U.S. Treasury yields were roughly unchanged for the week, representing a view that the Treasury market isn't that concerned about inflation and is siding with the Fed's view that inflation will be transitory.
The FOMC Minutes from the April meeting revealed that some participants thought it might be appropriate to start talking about tapering asset purchases in future meetings if the economy continues to make rapid progress towards the Fed's goals on employment and inflation.
The preliminary estimates for the IHS Markit U.S. Composite PMI Index, which came in at a record 68.1 in May—a significant improvement from April’s 63.5 reading and above the consensus forecast. (PMI readings above 50 suggest an expansion in economic activity.) The service sector component of the survey was especially strong, with the flash PMI reading climbing to a record 70.1 from 64.7 in April. PMI for the manufacturing sector advanced to 61.5, a month-over-month improvement from 60.5. The preliminary PMI data also highlighted inflationary pressures in the U.S. economy, with the rate of input price increases surging to a record and output charges recording their sharpest rise since October 2009, when data collection began.
The Eurozone business activity also accelerated at the fastest pace in three years in May as virus containment measures eased, a survey of PMI by IHS Markit showed. The composite PMI reached 56.9 in May, an improvement from the 53.8 registered in the preceding month. The services sector index climbed to 55.1 from 50.5.
Core eurozone bond yields ended higher on expectations that the ECB could slow its bond purchases. Uncertainties over Italy’s economic reform plans and the potential slowing of ECB bond purchases initially drove yields higher, but markets began to stabilize, and peripheral yields ended lower. UK gilt yields fell on concerns about the spread of a new coronavirus strain and its potential to delay the full reopening of the UK economy.

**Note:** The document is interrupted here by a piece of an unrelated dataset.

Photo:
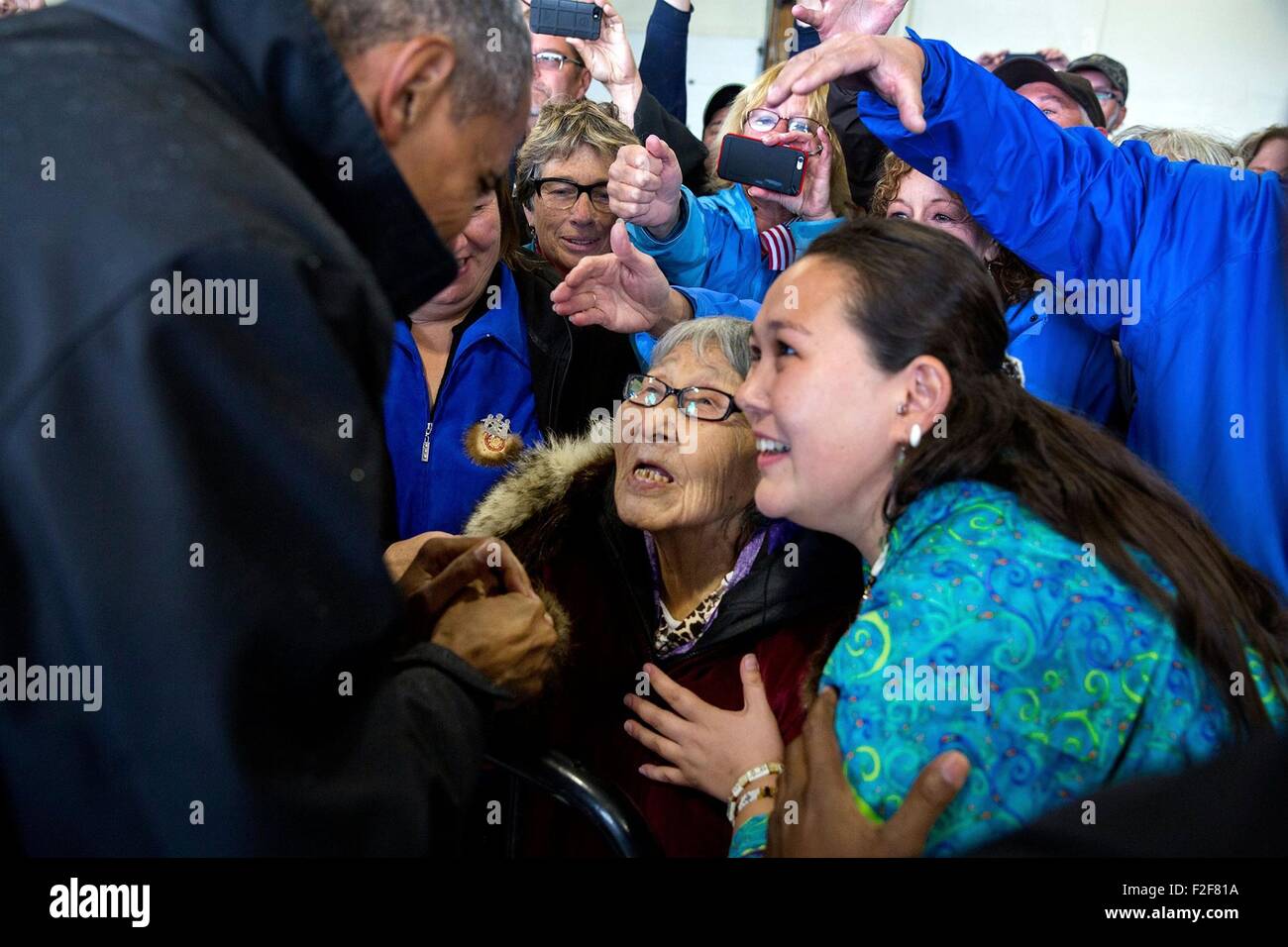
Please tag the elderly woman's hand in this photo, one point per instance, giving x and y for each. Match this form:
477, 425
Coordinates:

The UK moved to phase two of its plan for lifting coronavirus restrictions—allowing social mixing indoors, greater physical contact, and foreign travel. UK consumer price inflation accelerated to 1.5% in April from 0.7% in March, driven by bigger regulated gas and electricity bills and higher clothing prices.
What Can We Expect from the Market this Week
Inflation is going to be a very popular word these past few weeks and expected to spill in the following week. With the economy picking up a head of steam and corporate profits surging, the foundation for stock-market performance is quite solid. So rising inflation represents the fly in the ointment, and while we don't think it will ruin the party, we do expect it to continue to scratch the record.
Cryptocurrencies also have captured plenty of attention. The heavy selling in the cryptocurrency market this week likely served as a reminder of volatility and liquidity in these areas has.
Important economic data being released this week including the Q1 GDP, several housing market data, durable goods orders, weekly unemployment claims and consumer sentiment, and personal income & spending.